You can see ideas travel; even thinking of the printing press. The first person who ever used the printing press started an idea, which propagated around the world. Even the printing press itself became a device by which to create copies of information more easily, such as the Gutenberg Bible. Once the idea is introduced, it spreads throughout humanity.

The idea now is that we are at this point where so much of the world is online that you can put an idea out there and a huge portion of the world’s population could be presented with it in the span of a single day. That’s crazy, and has never been the case before. Also, if you imagine an idea that’s been weaponized, that’s where you really start getting into trouble. The idea that an idea can spread before people know what it truly is, that’s something.

With Memetic, I wanted to use the more conventional understanding of what a meme is, in pop culture; imagine if the Grumpy Cat image all of the sudden caused the end of the world. So many people in the worl dare aware of Grumpy Cat, but what if it was more than just an image. I realize that might sound ridiculous, but that is sort of the core concept of Memetic.

Memetic Sloth Teaser
Memetic Sloth Teaser
Credit: BOOM! Studios

Nrama: So three days of an unfolding apocalypse, with each issue covering a single day. What does that measure add for you as a storyteller to get Memetic out there?

Tynion:The story for Memetic has been in my head for a while before I first brought it to BOOM! Studios. The three-day timespan is the best way to make the story work, and each issue is oversized because of the massive story I wanted to tell; this is not a small story. It’s not the end of the world in one small town; it’s the end of the world. For that level of apocalyptic horror I was determined to show, I really needed the days and the page count to do it. I was extraordinarily happy when I explained it to BOOM!’s Matt Gagnon and he says “Yeah, we’re in.”

Nrama: Working with you on this is your artistic partner from the digital comic series House in the Wall from Thrillbent: Eryk Donovan. What was it in that project that convinced you to re-team here on Memetic?

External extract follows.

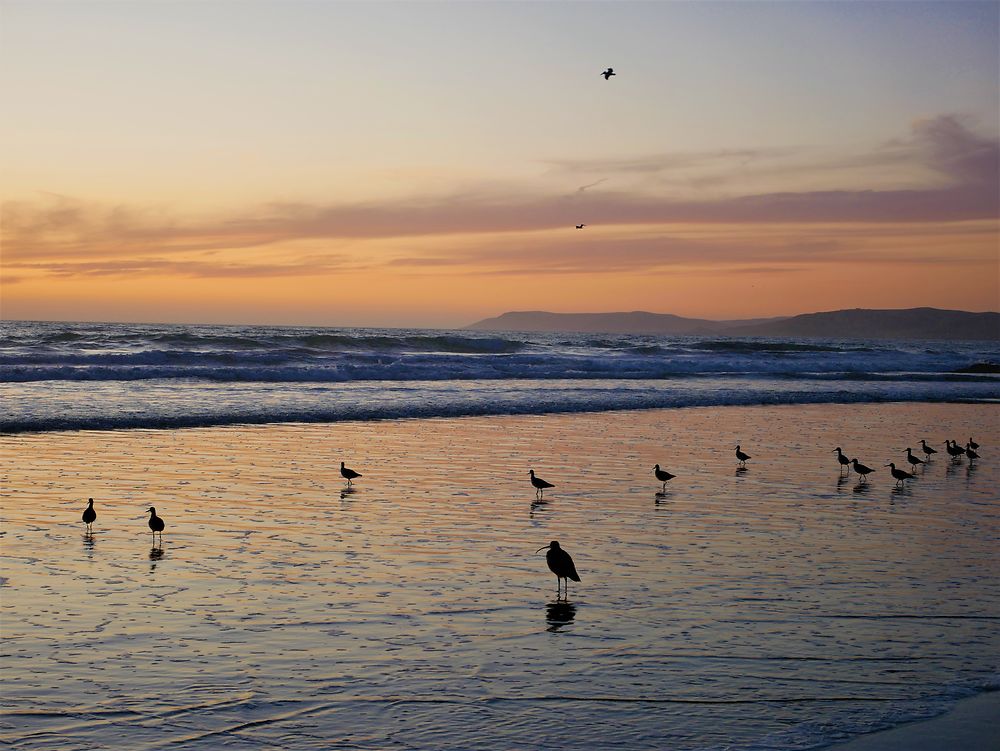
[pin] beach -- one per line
(777, 607)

Tynion: House of the Wall is still ongoing at; we have two chapters out of the 10 to 12 first run of chapters we’re planning to do.

I actually first worked with Eryk on the horror anthology In the Dark at IDW, so we’re approaching a full year working together on horror stories. His ability to capture human emotion, and the intensity of it, as well as the quiet human moments, are incredibly necessary in the horror I write. So that’s what drove me to him. I trust Eryk’s storytelling, and Memetic is a story in which I needed someone whom I could absolutely trust backwards and forwards to do all of the big, huge moments, as well as the small ones.

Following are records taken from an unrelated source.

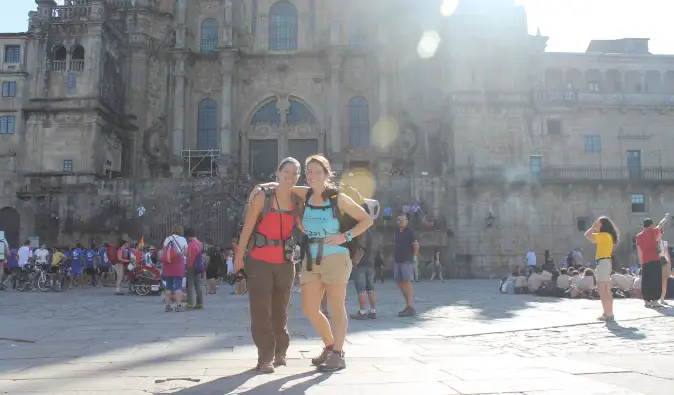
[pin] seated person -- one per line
(575, 278)
(521, 284)
(564, 280)
(585, 286)
(538, 278)
(621, 281)
(636, 286)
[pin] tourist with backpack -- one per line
(332, 223)
(267, 234)
(195, 268)
(172, 257)
(122, 259)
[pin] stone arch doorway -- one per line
(279, 127)
(10, 223)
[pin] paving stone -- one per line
(467, 339)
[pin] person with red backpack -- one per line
(173, 260)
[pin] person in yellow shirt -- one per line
(604, 234)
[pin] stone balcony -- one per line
(564, 174)
(573, 98)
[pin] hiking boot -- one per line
(334, 362)
(280, 360)
(408, 312)
(265, 368)
(358, 316)
(319, 360)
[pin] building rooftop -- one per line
(638, 46)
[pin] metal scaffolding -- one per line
(202, 163)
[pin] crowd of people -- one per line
(650, 282)
(320, 230)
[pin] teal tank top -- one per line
(321, 223)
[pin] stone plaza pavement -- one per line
(467, 339)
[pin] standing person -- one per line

Nrama: Last question – what’s your favorite meme of all time? And what meme do you think is the closest to being weaponized a la Memetic?

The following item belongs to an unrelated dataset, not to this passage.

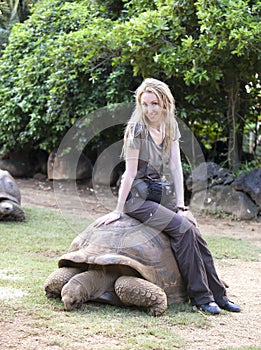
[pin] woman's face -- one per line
(152, 108)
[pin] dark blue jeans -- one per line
(192, 254)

Tynion: Well, that’s a tough one: what are my favorite memes ever? I really enjoyed the early days of memes; for me, that was in middle school and early high school where images of stuff would pop up online and we would see them over and over again like running jokes. I’d also send my friends strange videos, like animutation videos, to judge if my friends were strange enough to hang out with me. Animutation videos are these strange animation set to Japanese television show theme songs.

But there’s a lot of good, funny stuff out there. These days I spend a lot of time on Imgur, so I see the rise and fall of so many memes. It all happens within two days, and then people will get sick of it and don’t do it anymore. Animal memes won’t ever die, such as Unpopular Opinion Puffin...

Nrama: ...or things like Keyboard Cat.

Tynion: Yes. More and more it seems like it’s subconsciously trying to encourage people to put something out there about themselves personally, while slowly stealing your soul.